From the figure (1) given below, find the values of :

(i) 2 sin y - cos y

(ii) 2 sin x - cos x

(iii) 1 - sin x + cos y

(iv) 2 cos x - 3 sin y + 4 tan x

In right-angled ∆BCD,

Using pythagoras theorem we get,

⇒ BC² = BD² + CD²

⇒ BC² = 9² + 12²

⇒ BC² = 81 + 144

⇒ BC² = 225

⇒ BC = $\sqrt{225}$

⇒ BC = 15.

In a right-angled ∆ABC,

Using pythagoras theorem

⇒ AC² = AB² + BC²

⇒ AB² = AC² - BC²

⇒ AB² = 25² - 15²

⇒ AB² = 625 - 225 = 400

⇒ AB = $\sqrt{400}$

⇒ AB = 20

(i) We know that

In right-angled ∆BCD,

sin y = $\dfrac{\text{Perpendicular}}{\text{Hypotenuse}}$

= $\dfrac{BD}{BC} = \dfrac{9}{15} = \dfrac{3}{5}.$

cos y = $\dfrac{\text{Base}}{\text{Hypotenuse}}$

= $\dfrac{CD}{BC} = \dfrac{12}{15} = \dfrac{4}{5}.$

Substituting values in 2 sin y - cos y we get :

$\Rightarrow \text{2 sin y - cos y} = 2 \times \dfrac{3}{5} - \dfrac{4}{5} \\[1em] = \dfrac{6}{5} - \dfrac{4}{5} \\[1em] = \dfrac{2}{5}.$

Hence, 2 sin y - cos y = $\dfrac{2}{5}$.

(ii) In right-angled ∆ABC

sin x = $\dfrac{\text{Perpendicular}}{\text{Hypotenuse}}$

= $\dfrac{BC}{AC} = \dfrac{15}{25} = \dfrac{3}{5}.$

cos x = $\dfrac{\text{Base}}{\text{Hypotenuse}}$

= $\dfrac{AB}{AC} = \dfrac{20}{25} = \dfrac{4}{5}.$

Substituting the values in 2 sin x - cos x we get :

$\Rightarrow \text{2 sin x - cos x} = 2 \times \dfrac{3}{5} - \dfrac{4}{5} \\[1em] = \dfrac{6}{5} - \dfrac{4}{5} \\[1em] = \dfrac{2}{5}.$

Hence, 2 sin x - cos x = $\dfrac{2}{5}$.

(iii) Substituting values we get :

$\Rightarrow \text{1 - sin x + cos y} = 1 - \dfrac{3}{5} + \dfrac{4}{5} \\[1em] = \dfrac{5 - 3 + 4}{5} \\[1em] = \dfrac{6}{5}.$

Hence, 1 - sin x + cos y = $\dfrac{6}{5}$.

(iv) By formula,

tan x = $\dfrac{\text{sin x}}{\text{cos x}} = \dfrac{\dfrac{3}{5}}{\dfrac{4}{5}} = \dfrac{3}{4}$.

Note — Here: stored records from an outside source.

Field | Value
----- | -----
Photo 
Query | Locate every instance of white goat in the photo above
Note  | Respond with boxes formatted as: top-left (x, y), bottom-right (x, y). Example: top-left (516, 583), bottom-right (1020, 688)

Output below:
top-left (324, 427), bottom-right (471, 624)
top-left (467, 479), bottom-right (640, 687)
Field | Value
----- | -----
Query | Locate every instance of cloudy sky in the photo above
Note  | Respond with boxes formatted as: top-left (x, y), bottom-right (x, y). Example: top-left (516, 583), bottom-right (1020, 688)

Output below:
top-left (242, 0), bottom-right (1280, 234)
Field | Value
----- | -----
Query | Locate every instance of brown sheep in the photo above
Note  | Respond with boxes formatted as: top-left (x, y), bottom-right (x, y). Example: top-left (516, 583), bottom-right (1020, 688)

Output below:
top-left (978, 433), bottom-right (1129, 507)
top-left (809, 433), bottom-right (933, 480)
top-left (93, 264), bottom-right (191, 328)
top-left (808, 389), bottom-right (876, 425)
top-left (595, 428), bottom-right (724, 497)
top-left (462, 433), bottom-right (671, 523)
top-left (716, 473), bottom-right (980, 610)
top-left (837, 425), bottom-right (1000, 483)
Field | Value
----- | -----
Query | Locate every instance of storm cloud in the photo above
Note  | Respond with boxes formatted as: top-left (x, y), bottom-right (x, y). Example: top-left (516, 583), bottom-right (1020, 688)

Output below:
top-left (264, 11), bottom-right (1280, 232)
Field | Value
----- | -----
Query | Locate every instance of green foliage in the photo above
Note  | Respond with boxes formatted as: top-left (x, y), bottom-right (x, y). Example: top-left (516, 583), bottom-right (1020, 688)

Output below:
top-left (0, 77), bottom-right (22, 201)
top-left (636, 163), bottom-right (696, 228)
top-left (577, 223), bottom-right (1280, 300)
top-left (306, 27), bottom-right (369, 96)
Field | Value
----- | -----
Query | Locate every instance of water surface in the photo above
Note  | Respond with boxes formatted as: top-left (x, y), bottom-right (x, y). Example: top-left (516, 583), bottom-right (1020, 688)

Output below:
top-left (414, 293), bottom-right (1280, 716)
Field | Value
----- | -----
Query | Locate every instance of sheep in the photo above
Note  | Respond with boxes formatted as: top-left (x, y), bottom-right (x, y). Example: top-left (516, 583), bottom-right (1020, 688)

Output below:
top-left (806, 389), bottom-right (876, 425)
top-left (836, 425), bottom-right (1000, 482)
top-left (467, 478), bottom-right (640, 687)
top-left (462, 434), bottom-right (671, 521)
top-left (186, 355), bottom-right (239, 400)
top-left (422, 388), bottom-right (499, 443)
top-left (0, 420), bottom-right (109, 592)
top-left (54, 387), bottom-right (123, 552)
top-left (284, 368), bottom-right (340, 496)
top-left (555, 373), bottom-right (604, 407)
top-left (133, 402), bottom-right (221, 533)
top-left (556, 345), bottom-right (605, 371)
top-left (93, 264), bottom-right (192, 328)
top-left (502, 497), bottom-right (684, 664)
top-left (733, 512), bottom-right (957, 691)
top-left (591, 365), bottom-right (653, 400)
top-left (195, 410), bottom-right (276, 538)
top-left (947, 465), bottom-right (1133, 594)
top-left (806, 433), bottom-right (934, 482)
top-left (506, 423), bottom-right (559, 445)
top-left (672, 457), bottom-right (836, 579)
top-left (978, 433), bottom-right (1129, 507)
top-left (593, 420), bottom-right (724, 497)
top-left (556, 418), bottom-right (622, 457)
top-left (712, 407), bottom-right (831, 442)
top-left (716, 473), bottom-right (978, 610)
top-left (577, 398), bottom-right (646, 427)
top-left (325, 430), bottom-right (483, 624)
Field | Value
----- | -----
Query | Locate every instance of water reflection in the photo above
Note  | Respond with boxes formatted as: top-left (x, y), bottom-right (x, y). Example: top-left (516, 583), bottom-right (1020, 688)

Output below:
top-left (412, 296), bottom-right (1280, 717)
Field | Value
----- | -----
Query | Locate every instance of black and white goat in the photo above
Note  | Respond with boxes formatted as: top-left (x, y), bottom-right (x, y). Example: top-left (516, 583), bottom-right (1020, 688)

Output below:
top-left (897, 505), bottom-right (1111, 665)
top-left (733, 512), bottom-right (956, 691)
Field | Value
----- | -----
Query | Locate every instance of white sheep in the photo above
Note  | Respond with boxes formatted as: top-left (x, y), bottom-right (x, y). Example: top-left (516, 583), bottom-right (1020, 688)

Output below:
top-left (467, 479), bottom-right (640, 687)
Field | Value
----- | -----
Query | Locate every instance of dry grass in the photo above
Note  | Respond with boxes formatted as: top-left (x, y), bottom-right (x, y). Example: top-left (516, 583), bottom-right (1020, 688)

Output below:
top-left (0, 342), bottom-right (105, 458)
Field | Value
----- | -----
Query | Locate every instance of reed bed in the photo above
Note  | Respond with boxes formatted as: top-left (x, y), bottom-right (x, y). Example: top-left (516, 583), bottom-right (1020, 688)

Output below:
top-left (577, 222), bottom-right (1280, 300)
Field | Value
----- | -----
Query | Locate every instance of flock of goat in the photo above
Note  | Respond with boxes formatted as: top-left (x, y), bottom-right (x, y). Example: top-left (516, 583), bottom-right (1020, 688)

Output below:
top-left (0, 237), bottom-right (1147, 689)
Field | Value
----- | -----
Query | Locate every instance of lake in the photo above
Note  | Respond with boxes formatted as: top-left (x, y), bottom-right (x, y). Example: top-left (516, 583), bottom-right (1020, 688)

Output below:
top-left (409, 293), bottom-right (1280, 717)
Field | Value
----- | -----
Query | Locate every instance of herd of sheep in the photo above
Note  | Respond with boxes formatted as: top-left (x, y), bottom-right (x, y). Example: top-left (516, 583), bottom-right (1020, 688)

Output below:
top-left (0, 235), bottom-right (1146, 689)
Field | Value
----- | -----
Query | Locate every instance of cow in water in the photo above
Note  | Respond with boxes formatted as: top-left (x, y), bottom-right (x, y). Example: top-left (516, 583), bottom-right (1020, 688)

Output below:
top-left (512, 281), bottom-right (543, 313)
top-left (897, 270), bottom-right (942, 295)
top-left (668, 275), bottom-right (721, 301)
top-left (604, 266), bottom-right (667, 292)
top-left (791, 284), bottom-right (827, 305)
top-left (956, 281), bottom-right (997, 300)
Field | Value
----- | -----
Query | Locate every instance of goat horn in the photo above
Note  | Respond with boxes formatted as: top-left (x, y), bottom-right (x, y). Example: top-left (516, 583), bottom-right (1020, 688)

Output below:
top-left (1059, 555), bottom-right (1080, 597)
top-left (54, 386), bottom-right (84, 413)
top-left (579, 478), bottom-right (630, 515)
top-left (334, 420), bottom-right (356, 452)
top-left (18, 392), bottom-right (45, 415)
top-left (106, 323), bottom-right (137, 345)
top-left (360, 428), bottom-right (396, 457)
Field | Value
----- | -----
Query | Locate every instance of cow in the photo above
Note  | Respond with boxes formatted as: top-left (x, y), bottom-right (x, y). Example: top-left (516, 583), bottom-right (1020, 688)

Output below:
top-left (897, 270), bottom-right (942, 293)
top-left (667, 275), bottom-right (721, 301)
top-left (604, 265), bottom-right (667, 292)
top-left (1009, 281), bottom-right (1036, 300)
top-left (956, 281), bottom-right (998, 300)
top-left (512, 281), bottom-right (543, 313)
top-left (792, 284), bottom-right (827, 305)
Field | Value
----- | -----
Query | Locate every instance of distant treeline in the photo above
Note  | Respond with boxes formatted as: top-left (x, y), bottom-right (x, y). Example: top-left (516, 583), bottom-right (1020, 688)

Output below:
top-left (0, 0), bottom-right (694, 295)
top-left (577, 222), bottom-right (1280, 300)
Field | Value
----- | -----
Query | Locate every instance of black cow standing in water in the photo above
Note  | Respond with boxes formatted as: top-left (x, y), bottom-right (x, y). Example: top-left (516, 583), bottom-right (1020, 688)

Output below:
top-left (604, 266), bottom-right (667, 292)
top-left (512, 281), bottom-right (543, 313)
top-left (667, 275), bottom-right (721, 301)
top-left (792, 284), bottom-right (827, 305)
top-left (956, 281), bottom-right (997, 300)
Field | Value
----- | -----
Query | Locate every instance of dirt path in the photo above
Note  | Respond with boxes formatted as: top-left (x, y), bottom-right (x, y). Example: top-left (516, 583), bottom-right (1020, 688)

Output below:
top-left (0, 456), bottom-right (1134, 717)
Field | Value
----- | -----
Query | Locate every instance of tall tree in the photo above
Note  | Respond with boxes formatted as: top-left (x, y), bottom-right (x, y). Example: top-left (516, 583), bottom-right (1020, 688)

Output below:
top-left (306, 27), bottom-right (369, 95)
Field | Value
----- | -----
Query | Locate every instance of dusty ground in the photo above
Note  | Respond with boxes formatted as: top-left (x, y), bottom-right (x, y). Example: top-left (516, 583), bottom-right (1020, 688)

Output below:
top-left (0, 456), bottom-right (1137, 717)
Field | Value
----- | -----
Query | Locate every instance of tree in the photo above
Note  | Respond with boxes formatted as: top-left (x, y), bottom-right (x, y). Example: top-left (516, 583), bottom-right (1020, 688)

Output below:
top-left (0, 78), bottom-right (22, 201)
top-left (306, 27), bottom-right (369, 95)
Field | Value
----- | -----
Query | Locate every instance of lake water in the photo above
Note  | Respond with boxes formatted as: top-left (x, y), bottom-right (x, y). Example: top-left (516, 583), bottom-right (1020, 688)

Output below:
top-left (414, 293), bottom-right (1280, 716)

Substituting values we get :

$\Rightarrow \text{2 cos x - 3 sin y + 4 tan x} = 2 \times \dfrac{4}{5} - 3 \times \dfrac{3}{5} + 4 \times \dfrac{3}{4}\\[1em] = \dfrac{8}{5} - \dfrac{9}{5} + 3 \\[1em] = -\dfrac{8 - 9 + 15}{5} \\[1em] = \dfrac{14}{5}.$

Hence, 2 cos x - 3 sin y + 4 tan x = $\dfrac{14}{5}$.